The world's bond buyers have turned on Europe's deeply indebted governments and fled to another deeply indebted government across the Atlantic -- the U.S. As a result, U.S borrowing costs have plunged to historic lows while rising rates in Europe have many worried about a catastrophic financial crisis.
The European debt crisis has made the U.S. Treasury market the world's most popular spot for bond investors. But Kathleen Gaffney, co-manager of the $19.1 billion Loomis Sayles Bond fund, refuses to join them.
Gaffney concedes that over the course of a few months or even a year, it might look like a bad move. The Loomis flagship fund dropped 5 percent in the three months starting in July, while the benchmark bond index gained 3.8 percent. Like bond giant Bill Gross at Pimco, she avoided U.S. government debt and refused to follow the rest of the world into Treasurys this summer. The Treasury rally has pushed the Barclay's index up 7 percent this year, compared with her fund's 3 percent gain.
But Gaffney is used to getting the big picture right. The $19.1 billion Loomis Sayles Bond fund she helps manage has rewarded investors with an average 10 percent return each year for a decade. Morningstar and Lipper both rank it in the top tier of bond funds.
So Gaffney plans on sticking to her call. With Treasury yields below 2 percent, U.S. government debt isn't worth the risk. And what if other bond buyers eventually sour on U.S. Treasurys just as they have European government debt? For now, she'd rather buy corporate junk bonds.
In a recent interview, Gaffney talked to The Associated Press about why she avoids Treasurys, the prospect of another credit-rating cut for the U.S. and the appeal of Canada.
Q: If you could go back in time and get a chance to do it all over again, would you load up on Treasurys and sell them back to everybody else in August?
Nope. Not at all. We're not trying to win a popularity contest. It's really about the yield. You'll never get good long-term returns if you park your money in bonds paying less than 2 percent. The best way to have success is to follow your long-term perspective.
Q: So how much in Treasurys do you hold now? Your benchmark index is about 50 percent Treasurys.
We have no Treasury position in the fund. None of any kind. It's been that way since March. They're the least attractive asset class for the long term. They're return-free (they pay less than the annual rate of inflation). They're also very risky because rates will eventually go up.
Q: How do you replace U.S. government bonds?
The alternative that we've found is Canadian government bonds.
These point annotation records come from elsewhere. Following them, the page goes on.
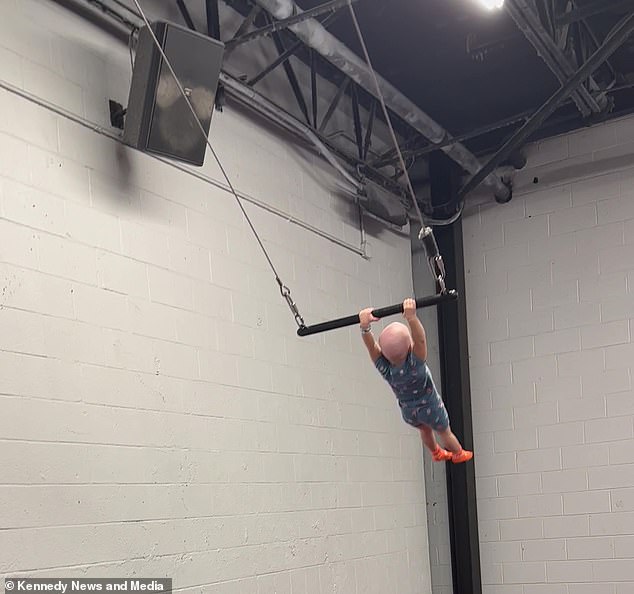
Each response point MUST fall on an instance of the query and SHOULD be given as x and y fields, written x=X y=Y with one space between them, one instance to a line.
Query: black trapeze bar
x=378 y=313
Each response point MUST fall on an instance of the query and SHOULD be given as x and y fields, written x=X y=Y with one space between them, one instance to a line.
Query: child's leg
x=429 y=439
x=450 y=441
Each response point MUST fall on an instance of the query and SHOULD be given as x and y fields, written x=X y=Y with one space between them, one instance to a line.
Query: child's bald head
x=395 y=342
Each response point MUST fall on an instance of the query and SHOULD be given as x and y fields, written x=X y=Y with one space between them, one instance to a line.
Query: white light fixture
x=491 y=4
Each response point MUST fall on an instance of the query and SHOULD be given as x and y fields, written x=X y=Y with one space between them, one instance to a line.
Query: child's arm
x=416 y=328
x=365 y=319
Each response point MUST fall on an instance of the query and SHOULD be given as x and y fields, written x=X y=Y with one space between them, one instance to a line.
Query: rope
x=284 y=290
x=434 y=259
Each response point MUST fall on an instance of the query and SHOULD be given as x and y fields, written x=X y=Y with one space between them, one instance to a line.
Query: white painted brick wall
x=555 y=303
x=159 y=415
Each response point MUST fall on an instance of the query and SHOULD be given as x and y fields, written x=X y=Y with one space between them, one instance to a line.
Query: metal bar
x=369 y=129
x=286 y=55
x=334 y=103
x=246 y=23
x=530 y=25
x=331 y=6
x=292 y=78
x=213 y=18
x=279 y=60
x=383 y=312
x=613 y=41
x=315 y=36
x=590 y=33
x=430 y=148
x=455 y=382
x=313 y=85
x=186 y=16
x=585 y=12
x=356 y=118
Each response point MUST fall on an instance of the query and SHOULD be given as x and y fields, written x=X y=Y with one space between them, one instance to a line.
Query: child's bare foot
x=440 y=455
x=461 y=456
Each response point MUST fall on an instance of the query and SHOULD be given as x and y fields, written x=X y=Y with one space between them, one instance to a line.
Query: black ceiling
x=468 y=67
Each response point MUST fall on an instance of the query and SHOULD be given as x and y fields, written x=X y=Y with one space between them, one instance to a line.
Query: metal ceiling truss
x=558 y=29
x=537 y=26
They make up about 9 percent of our fund. It's a deep market. But it's really the natural resources that we like. Countries that export natural resources such as oil and metals are tied to rising commodity prices. They can protect against inflation. We also like Australia and New Zealand. Like Canada, their government budgets are in sound shape. And they export more than they import.
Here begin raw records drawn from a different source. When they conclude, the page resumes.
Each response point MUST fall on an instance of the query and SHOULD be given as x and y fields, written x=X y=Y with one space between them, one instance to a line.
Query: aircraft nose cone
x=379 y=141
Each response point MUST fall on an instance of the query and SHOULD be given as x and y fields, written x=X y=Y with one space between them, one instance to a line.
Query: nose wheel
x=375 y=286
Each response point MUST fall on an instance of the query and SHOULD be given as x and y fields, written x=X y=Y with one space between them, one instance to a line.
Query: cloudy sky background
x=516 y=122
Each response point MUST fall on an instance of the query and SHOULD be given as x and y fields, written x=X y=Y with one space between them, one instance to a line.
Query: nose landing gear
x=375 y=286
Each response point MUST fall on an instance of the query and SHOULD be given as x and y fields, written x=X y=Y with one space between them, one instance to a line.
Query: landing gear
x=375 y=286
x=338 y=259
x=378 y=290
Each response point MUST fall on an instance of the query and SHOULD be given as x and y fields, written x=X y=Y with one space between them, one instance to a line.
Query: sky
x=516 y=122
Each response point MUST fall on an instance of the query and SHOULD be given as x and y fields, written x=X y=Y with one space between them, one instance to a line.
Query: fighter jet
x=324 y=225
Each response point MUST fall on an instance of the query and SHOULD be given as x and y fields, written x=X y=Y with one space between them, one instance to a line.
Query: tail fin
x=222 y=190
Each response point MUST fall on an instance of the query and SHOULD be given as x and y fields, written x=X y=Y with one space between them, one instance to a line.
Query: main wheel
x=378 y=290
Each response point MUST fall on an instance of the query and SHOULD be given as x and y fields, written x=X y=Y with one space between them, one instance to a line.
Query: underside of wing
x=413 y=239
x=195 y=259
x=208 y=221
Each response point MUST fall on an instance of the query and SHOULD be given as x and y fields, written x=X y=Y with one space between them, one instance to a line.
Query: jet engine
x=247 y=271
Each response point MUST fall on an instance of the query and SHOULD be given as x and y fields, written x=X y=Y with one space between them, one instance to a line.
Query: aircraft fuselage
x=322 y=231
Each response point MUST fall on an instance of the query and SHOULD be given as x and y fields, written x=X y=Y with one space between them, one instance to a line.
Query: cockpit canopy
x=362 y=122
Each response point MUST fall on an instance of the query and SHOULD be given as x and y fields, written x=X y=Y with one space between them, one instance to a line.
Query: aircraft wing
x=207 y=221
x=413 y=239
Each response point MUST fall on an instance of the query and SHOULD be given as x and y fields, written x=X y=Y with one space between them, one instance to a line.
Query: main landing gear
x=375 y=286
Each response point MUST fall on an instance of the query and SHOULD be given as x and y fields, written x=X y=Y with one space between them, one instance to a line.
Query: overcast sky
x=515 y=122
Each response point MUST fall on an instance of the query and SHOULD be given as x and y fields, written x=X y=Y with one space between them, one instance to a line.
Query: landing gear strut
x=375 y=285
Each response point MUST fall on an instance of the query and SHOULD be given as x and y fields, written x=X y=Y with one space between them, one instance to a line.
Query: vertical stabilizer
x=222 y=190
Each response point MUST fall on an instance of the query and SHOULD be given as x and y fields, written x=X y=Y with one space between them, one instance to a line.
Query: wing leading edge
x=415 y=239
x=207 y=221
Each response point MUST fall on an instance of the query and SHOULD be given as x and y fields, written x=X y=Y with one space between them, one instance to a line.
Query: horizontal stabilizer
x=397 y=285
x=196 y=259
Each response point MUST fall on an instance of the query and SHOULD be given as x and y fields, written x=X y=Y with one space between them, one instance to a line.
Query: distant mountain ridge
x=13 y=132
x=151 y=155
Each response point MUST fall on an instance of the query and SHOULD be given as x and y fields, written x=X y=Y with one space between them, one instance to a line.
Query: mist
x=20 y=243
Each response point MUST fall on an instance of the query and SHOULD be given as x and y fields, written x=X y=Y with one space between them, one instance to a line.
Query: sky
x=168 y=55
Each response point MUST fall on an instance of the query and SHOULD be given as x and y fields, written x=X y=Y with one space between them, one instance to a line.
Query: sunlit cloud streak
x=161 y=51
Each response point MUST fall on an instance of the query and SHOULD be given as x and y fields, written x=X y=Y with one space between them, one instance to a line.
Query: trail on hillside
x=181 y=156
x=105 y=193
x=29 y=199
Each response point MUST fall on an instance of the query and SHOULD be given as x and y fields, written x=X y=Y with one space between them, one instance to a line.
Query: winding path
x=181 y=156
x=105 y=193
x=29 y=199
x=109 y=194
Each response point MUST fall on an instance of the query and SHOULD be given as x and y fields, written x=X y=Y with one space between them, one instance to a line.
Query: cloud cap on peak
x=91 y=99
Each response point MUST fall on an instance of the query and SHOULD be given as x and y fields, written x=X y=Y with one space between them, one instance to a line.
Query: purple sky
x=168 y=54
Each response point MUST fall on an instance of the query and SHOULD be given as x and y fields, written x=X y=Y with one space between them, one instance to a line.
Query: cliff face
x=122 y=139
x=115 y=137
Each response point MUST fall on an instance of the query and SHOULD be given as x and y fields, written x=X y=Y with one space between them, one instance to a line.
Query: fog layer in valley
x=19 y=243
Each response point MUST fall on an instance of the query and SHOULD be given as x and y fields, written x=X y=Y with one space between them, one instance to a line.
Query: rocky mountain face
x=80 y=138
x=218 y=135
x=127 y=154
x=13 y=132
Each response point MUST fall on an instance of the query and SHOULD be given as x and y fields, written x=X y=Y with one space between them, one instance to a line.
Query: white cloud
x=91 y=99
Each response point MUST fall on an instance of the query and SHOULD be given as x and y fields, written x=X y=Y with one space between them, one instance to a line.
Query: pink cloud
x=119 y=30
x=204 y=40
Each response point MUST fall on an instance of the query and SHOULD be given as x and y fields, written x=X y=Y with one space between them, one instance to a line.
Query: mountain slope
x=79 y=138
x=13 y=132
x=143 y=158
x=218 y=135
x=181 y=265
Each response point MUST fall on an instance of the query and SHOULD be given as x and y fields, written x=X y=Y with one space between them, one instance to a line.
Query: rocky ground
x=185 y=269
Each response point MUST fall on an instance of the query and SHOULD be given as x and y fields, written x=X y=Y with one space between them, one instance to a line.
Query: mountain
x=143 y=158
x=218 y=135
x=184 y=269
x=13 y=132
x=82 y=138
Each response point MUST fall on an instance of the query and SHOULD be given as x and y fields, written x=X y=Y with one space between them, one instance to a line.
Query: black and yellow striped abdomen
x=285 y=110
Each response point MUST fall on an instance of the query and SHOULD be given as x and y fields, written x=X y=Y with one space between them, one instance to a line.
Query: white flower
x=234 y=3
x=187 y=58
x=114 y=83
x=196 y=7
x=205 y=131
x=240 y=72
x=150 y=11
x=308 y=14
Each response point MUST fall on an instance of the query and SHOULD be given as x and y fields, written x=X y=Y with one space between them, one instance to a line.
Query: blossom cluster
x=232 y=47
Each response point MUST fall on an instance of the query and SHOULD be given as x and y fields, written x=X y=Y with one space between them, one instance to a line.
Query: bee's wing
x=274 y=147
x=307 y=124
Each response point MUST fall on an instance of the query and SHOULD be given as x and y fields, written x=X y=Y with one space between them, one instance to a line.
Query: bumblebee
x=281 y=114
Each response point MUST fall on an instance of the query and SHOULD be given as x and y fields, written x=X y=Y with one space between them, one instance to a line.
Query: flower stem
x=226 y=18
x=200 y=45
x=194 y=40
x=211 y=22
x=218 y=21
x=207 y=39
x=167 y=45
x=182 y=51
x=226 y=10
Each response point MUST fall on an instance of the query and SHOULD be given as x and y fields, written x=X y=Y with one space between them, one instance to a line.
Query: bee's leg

Q: Will the Congressional supercommittee's failure to reach an agreement on $1.2 trillion in budget cuts affect the Treasury market? Automatic cuts are supposed to start in 2013, but some Republicans have said they'll try to stop that from happening.
The concern is what do they do now. I think Congress is going to find a way to repeal the automatic spending cuts. The rating agencies would not look kindly upon that. We'd be looking at another downgrade for U.S. Treasurys. After the downgrade from S&P in August, Treasurys continued to act as a safe haven. This time the market may not be as kind.